Het Heilige Licht in Jeruzalem
Op Stille Zaterdag, de zaterdag voor Pasen, rond het middaguur betreedt de Orthodoxe Patriarch of een andere Orthodoxe Aartsbisschop binnen in het Heilige Sepulcrum. Hij draagt dan speciale gebeden voor en blijft wachten. Soms duurt het wachten lang, maar soms gaat het heel snel. De menigte, die wacht in een donkere kerk, herhaalt constant met luide stem: "Heer heb genade" (Kyrie eleison).

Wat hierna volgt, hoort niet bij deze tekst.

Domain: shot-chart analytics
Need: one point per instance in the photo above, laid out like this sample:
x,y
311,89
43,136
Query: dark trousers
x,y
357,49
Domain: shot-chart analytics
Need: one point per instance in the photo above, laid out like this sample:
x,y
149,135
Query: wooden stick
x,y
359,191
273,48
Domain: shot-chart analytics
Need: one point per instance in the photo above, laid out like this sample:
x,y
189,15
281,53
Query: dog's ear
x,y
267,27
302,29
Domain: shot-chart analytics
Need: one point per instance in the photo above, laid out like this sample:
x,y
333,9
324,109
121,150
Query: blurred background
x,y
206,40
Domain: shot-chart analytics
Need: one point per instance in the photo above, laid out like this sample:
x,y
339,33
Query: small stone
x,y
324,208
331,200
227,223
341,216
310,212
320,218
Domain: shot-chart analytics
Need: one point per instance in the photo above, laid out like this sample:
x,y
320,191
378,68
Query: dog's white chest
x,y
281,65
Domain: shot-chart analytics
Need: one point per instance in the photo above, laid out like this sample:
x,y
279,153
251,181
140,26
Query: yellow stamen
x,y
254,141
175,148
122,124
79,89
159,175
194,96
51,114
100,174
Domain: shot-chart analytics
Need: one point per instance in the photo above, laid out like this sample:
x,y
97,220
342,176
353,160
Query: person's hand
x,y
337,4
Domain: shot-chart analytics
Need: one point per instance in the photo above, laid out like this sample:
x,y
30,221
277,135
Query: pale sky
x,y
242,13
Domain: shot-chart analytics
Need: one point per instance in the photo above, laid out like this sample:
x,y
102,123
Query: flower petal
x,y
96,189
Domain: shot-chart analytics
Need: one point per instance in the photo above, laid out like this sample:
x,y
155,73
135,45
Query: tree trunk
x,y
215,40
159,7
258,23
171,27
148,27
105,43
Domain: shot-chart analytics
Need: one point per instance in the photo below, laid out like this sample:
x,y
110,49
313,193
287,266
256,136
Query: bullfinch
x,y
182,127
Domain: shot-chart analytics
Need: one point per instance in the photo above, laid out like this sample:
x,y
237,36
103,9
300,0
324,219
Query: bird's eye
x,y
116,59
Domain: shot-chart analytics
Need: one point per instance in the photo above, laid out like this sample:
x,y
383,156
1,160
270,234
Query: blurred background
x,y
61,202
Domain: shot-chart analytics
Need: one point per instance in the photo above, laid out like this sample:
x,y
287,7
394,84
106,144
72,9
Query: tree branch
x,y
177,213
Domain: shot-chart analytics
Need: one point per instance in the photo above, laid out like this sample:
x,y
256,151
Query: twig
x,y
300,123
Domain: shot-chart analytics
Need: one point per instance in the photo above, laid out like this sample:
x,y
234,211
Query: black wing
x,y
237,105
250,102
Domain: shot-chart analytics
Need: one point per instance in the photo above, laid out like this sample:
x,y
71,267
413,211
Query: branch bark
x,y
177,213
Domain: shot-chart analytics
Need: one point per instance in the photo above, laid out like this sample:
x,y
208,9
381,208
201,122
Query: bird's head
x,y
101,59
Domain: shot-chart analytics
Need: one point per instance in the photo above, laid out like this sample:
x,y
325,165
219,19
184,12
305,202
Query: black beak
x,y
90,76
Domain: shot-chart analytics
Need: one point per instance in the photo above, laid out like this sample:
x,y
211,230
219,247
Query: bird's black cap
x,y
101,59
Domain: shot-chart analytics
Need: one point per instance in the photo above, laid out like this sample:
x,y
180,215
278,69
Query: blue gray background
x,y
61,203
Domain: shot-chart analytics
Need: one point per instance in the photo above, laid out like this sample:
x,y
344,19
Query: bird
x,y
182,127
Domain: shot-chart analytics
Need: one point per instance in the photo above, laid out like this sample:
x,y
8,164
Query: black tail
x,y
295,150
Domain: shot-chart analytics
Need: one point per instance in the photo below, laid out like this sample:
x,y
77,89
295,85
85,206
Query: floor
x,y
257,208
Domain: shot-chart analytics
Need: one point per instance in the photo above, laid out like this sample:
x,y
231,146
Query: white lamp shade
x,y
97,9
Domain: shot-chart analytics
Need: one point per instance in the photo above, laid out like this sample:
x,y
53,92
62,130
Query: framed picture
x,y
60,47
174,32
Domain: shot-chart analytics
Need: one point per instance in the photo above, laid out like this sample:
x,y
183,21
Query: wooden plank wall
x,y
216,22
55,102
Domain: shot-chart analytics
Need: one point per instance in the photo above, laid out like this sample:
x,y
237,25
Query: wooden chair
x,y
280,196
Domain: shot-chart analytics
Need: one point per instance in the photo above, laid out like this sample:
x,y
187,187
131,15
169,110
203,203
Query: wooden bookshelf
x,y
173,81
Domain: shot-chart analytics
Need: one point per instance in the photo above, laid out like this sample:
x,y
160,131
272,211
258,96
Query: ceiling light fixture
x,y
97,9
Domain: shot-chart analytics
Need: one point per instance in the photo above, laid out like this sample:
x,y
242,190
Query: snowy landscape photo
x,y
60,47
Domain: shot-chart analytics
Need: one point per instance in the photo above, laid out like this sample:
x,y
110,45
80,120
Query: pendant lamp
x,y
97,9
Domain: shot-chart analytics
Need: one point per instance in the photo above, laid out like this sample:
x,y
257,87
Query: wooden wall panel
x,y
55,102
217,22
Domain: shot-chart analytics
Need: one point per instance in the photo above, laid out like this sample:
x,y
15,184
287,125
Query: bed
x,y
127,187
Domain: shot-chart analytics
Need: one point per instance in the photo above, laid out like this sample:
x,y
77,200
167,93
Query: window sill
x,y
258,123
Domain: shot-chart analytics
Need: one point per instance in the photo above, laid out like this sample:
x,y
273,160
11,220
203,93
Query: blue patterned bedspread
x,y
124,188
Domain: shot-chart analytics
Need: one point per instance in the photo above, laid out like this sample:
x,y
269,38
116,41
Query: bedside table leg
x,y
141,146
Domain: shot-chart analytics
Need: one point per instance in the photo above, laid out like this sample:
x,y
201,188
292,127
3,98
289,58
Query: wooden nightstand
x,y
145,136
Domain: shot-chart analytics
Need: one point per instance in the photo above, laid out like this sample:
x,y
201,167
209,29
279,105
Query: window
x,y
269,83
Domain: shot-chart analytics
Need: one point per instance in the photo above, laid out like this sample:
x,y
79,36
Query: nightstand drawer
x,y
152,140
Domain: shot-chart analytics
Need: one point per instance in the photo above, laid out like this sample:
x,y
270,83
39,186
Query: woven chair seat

Op een bepaald moment zal het Heilige Licht dan flitsen vanuit de diepte van het Heilige Sepulcrum en op een bovennatuurlijke wijze het olielampje, dat aan de rand ervan staat, miraculeus doen ontbranden. De Patriarch (of Aartsbisschop) steekt dan, nadat hij nog wat gebeden heeft gezegd, de twee bundels van 33 kaarsen aan die hij al die tijd heeft vastgehouden. Daarna verdeelt hij, onder het gebeier van de klokken, luid gejuich en ongebreideld enthousiasme het Heilige Licht onder de vele pelgrims, die het zeer geƫmotioneerd in ontvangst nemen.
Dit goddelijke licht heeft een aantal eigenschappen: zodra het verschijnt heeft het een blauwige nuance en brandt niet echt. De eerste momenten na zijn verschijning kan het het gezicht, de mond of de handen raken zonder te verbranden. Dit is het bewijs van zijn goddelijke en bovennatuurlijke oorsprong. Bovendien verschijnt het Heilige Licht alleen bij de invocatie van een Orthodoxe Aartsbisschop. Elke keer dat een heterodoxe bisschop het probeerde te verkrijgen, mislukte het.